O interesse público no caso intensificou-se depois que jornais locais noticiaram que o pai de um dos suspeitos era subsecretário de gestão e compliance da Secretaria de Desenvolvimento Social e Direitos Humanos do Rio. Depois de acusar o filho, este funcionário foi afastado do cargo, conforme decisão publicada nesta quarta-feira no Diário Oficial.

O público em geral, grupos de direitos das mulheres e celebridades, incluindo as ministras Anielle Franco e Sonia Guajajara, recorreram às redes sociais para denunciar o incidente.

“É impossível não sentir indignação quando uma menina de 17 anos é submetida a uma violência sexual tão brutal”, disse o Ministro da Igualdade, Franco, ao convocar manifestações em massa no Dia Internacional da Mulher. Franco é irmã de Marielle Franco, vereadora do Rio, feminista e ativista de direitos humanos assassinada em 2018.

A violência contra as mulheres está aumentando no Brasil, com 1.568 assassinatos de mulheres relatados somente em 2025, um aumento de 4,7% em relação ao ano anterior e três vezes o número de 2015, de acordo com o Fórum Brasileiro de Segurança Pública.

Outros crimes contra as mulheres – como ameaças, perseguição, violência psicológica, lesões corporais, violação e tentativa de homicídio – também aumentaram de forma constante nos últimos anos, afirmaram analistas num relatório divulgado antes do Dia Internacional da Mulher.

“Os corpos das mulheres ainda são vistos como propriedade de outra pessoa, onde podem ser ameaçadas, sujeitas a violência, exploração sexual e assassinato”, disse ela.

Após vários incidentes de grande repercussão no ano passado e protestos subsequentes, o governo do Brasil intensificou as medidas de segurança. E no início deste ano, a administração do presidente Luiz Inácio Lula da Silva anunciou um esforço multifacetado envolvendo os poderes executivo, legislativo e judicial para combater o assassinato de mulheres.

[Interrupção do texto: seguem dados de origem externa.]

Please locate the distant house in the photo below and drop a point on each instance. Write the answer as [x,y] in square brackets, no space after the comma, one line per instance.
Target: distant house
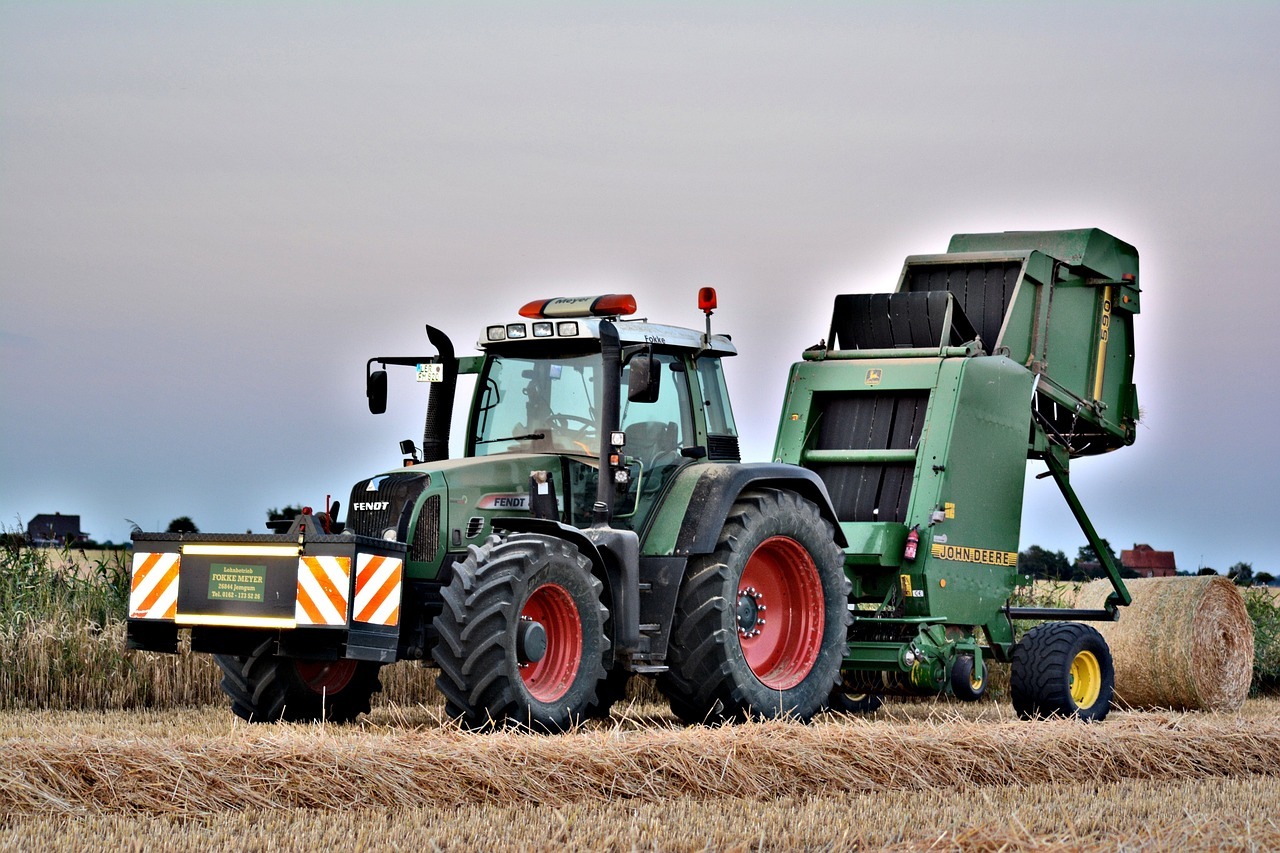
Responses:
[1148,562]
[55,529]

Na semana passada, o governo brasileiro introduziu medidas de emergência que incluem uma força-tarefa nacional para executar cerca de 1.000 mandados de prisão para autores conhecidos de violência, a implementação de um sistema de monitoramento eletrônico para pessoas com ordens de proteção e o estabelecimento de 52 grupos telefônicos para ajudar mulheres em meio à violência.

A medida do governo tem grande valor simbólico e mostra que as autoridades consideram a violência contra as mulheres inaceitável, disse Isadora Vianna, socióloga da Universidade do Rio de Janeiro. Mas, acrescentou, “seria mais eficaz investir fortemente em políticas de prevenção e redes de apoio”.

Vianna também destacou a importância de mais controle sobre a internet para impedir a rápida disseminação de conteúdos misóginos.

A ativista de longa data dos direitos das mulheres, Tatianny Araújo, 47, disse que o Dia Internacional da Mulher foi diferente este ano, após relatos de violência sexual, incluindo um estupro coletivo em Copacabana. Seu filho de 13 anos estuda na mesma escola que dois dos suspeitos, que já enfrentam a expulsão.

“Estamos tristes, choramos, somos consumidos pela raiva e pela dor”, disse Araújo. “Mas então não podemos ficar parados. Temos que agir, temos que fazer alguma coisa.”

Hughes escreve para a Associated Press.